Cada vez más íntimamente convencida de que al amante, como a la sandía en temporada, hay que comerle ad hoc el corazón.



Ilustración: Jack Vettriano

10 comentarios:

El futuro bloguero dijo...

Los amantes deberían ser pues a cala y a prueba...

HombreRevenido dijo...

Y escupir las pepitas después.

Kaplan dijo...

Tiña eu un profesor de filosofía que era cura e tamén do Opus, e habilmente sempre nos dicía que os ecoloxistas son coma as sandías: verdes por fóra e vermellos por dentro.
A súa alusión, Ra, á cucurbitáceas fíxome lembrar a cita, que ten pouco que ver co que aquí se trataba.
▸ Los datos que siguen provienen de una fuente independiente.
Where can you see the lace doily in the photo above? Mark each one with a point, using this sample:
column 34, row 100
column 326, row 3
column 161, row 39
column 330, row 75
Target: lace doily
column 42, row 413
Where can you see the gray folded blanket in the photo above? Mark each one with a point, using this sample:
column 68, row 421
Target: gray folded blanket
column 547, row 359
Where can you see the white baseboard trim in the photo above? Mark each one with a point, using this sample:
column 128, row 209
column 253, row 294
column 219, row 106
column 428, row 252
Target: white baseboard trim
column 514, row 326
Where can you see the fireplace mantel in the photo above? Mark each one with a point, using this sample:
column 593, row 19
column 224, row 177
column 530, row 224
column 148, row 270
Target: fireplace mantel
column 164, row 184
Desculpas.

Ra dijo...

Sr. Reve... esa mismita frase era la que pensé poner/o no poner, that's the question para cerrar el minipost ;)

Ra dijo...

Sr. Kaplan... a estas alturas debe usted saber que a esta desordenada casa de se viene a decir lo que bien se acierte a decir ;D

Ra dijo...

A prueba son, Sr. Blo... ;D

Fiebre dijo...

Amén Jesús.

(Lo de escupir las pepitas me ha superao...)
¡Qué manera de decir lo que siento y jamás hubiese sabido expresar!

Bassoyeno dijo...

¿Sólo el corazón?
Qué mujer más malvada.
Todo, hija, todo.
Besos...

luna lunera dijo...

El corazón del amante(si es que lo tiene) debería ser como la cáscara de sandía; lo que dejamos al lado mientras disfrutamos de lo demás.

Iñakki dijo...

Los amantes etéreos comparten un ideal que en el fondo es el mismo corazón de la fruta dejando de lado la superficialidad de la cáscara o la piel, que es algo más para los amantes materialistas.